12. Was the procedure for taking the evidence of PW3 flouted?
Another way of putting it is whether there was violation of section 19 (1) of the Oaths and Statutory Declarations Act - when the evidence of PW3, a minor, was accepted. The short answer to this complaint is that there was no such violation. We have come to that conclusion because PW3 was 16 years of age and at the time, was a student at Butula Boys High School in form two. PW3, in our view, was not a child of tender years for purposes of the Oaths and Statutory Declarations Act. As was stated in Kinyua -v- Republic [2002] 1 KLR 256, there is no statutory or judicial definition of the phrase “a child of tender years for purposes of the law of evidence.” It is left to the discretion of the judge or magistrate to assess whether a young witness is a child of tender years or otherwise. Under the Children Act, Cap 141 of the Laws of Kenya, a child of tender years means a child under the age of ten (10) years. PW3 was aged 16 years of age at the time he testified. His age was established before he testified and the learned trial Magistrate determined that he understood the nature of an oath. On our part, we detect no improper exercise of discretion. Given our view on the issue, the appellant's complaint that PW3's testimony was not properly accepted, is without merit and we reject that ground.
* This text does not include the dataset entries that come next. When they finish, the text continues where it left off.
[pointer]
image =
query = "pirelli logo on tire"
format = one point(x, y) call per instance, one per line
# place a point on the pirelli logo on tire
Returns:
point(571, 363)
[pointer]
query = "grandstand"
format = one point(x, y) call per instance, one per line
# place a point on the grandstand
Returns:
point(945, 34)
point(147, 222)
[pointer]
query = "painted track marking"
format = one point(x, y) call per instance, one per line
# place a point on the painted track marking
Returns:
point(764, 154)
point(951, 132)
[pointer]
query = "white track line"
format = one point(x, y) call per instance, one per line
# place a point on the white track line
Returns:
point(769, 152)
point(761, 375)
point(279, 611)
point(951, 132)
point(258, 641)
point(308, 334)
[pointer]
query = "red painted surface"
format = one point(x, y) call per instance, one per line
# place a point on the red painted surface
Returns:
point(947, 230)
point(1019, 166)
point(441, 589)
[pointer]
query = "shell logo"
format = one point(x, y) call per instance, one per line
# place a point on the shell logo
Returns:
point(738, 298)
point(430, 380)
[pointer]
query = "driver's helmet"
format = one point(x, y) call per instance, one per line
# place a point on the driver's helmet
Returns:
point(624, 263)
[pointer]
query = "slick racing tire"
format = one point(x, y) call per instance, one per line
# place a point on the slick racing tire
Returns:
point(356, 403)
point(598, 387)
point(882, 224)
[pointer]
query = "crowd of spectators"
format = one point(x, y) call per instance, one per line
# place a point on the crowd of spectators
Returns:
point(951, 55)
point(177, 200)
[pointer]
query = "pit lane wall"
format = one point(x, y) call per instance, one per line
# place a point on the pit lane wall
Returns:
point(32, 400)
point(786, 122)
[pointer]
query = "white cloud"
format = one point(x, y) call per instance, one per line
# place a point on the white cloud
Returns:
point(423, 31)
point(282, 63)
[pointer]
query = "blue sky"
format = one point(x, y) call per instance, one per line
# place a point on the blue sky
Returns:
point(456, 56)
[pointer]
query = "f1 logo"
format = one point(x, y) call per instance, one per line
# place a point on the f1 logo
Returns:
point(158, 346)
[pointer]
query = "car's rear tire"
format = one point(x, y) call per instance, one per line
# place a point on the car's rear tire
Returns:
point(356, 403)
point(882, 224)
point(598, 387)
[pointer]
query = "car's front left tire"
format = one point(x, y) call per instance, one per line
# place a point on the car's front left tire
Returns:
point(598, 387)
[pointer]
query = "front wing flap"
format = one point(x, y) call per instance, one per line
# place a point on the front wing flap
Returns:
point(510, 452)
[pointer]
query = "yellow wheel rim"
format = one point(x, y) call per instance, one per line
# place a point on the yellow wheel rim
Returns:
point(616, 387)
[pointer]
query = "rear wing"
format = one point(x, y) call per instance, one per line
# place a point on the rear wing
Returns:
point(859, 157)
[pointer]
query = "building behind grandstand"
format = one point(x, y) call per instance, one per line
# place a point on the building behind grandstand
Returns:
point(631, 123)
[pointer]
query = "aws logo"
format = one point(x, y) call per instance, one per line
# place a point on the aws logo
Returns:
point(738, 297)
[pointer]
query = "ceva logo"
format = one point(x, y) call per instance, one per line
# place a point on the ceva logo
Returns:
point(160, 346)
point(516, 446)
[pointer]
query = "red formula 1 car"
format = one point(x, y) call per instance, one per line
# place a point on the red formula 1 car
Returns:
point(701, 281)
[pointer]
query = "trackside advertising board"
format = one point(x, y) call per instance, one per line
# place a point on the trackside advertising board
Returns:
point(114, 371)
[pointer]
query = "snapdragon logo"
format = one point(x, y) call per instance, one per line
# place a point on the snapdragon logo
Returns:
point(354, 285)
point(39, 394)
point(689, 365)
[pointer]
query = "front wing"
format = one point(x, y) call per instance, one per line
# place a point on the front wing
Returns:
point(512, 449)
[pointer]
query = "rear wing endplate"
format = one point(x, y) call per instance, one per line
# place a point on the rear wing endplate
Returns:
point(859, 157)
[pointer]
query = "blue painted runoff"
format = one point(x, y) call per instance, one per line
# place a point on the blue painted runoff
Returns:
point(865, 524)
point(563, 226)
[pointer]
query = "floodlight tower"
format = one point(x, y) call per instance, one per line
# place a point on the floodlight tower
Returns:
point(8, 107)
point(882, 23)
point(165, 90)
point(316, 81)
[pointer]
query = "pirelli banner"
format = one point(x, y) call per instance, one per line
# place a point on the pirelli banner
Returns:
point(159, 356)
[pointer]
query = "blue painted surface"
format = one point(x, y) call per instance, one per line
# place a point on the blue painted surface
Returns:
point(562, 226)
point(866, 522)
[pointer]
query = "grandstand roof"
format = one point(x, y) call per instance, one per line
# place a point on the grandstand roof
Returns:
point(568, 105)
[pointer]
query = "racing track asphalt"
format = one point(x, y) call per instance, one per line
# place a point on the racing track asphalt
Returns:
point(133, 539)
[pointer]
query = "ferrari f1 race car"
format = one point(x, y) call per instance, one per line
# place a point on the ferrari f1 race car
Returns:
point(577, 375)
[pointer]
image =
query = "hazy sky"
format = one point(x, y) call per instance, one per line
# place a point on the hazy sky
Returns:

13. On alleged failure to comply with the provisions of Section 200 of the Criminal Procedure Code, we observe that Onginjo (PM) commenced the trial of the appellant and heard all the three witnesses for the prosecution and then left the station. Muneeni (PM) then took over the hearing of the case. The record shows that on 14th September, 2010 the learned Magistrate recorded:-
“ Accused – present
Mr. Oguso advocate
Court: accused informed case part heard
and the provisions of Section 200 CPC.
Mr. Oguso:
We ask to proceed from where the other court left.” Section 200 of the Criminal Procedure Code reads:-
“200 (1) Subject to subsection (3), where a magistrate, after having heard and recorded the whole or part of the evidence in a trial ceases to exercise jurisdiction therein and is succeeded by another magistrate who has and exercises that jurisdiction, the succeeding magistrate may -
(a) deliver a judgment that has been written and signed but not delivered by his predecessor or.....
(2) …..............................................................
(3) Where a succeeding Magistrate commences the hearing of proceedings
and part of the evidence has been recorded by his predecessor, the accused person may demand that any witness be re-summoned and reheard and the succeeding magistrate shall inform the accused person of that right.
(4) Where an accused person is convicted upon evidence that was not wholly recorded by the convicting magistrate the High Court may, if it is of the opinion that the accused person was materially prejudiced thereby, set aside the conviction and may order a new trial.”
The record shows that Muneeni (PM) informed the appellant of the above provisions upon which his counsel informed the court that the case proceeds from where the other court left . In our view, there was adequate compliance with the provisions of Section 200 (3) of the Criminal Procedure Code aforesaid. The record does not show that the appellant by himself or through his counsel requested for recall of any witness who had previously testified. In our view the appellant's complain that the provisions of the above section were not explained to him suggests want of candour on his part. His complaint in that regard is rejected.
14. The appellant also complained of the failure of the prosecution to call essential witnesses to wit: the arresting and investigating officers. It is evident that indeed the person who arrested the appellant was not called to testify and so was the investigating officer. We however, detect no prejudice to the appellant by that failure. It is not in dispute that the appellant was indeed arrested and the reason for that arrest is not also in doubt. Further, the complainant, his wife and son in their testimony demonstrated the ingredients of the offence eventually found proved before the trial court. In any event, as a general rule, whether a witness should be called by the prosecution is a matter within their discretion unless ulterior motive is shown to be the reason for failure to call the witness or unless the witnesses presented disclose a weak case in which case, of course, the trial court would be expected to acquit the accused. See Section 143 of the Evidence Act and the case of Bukenya and others -v- Uganda [1972] EA 549.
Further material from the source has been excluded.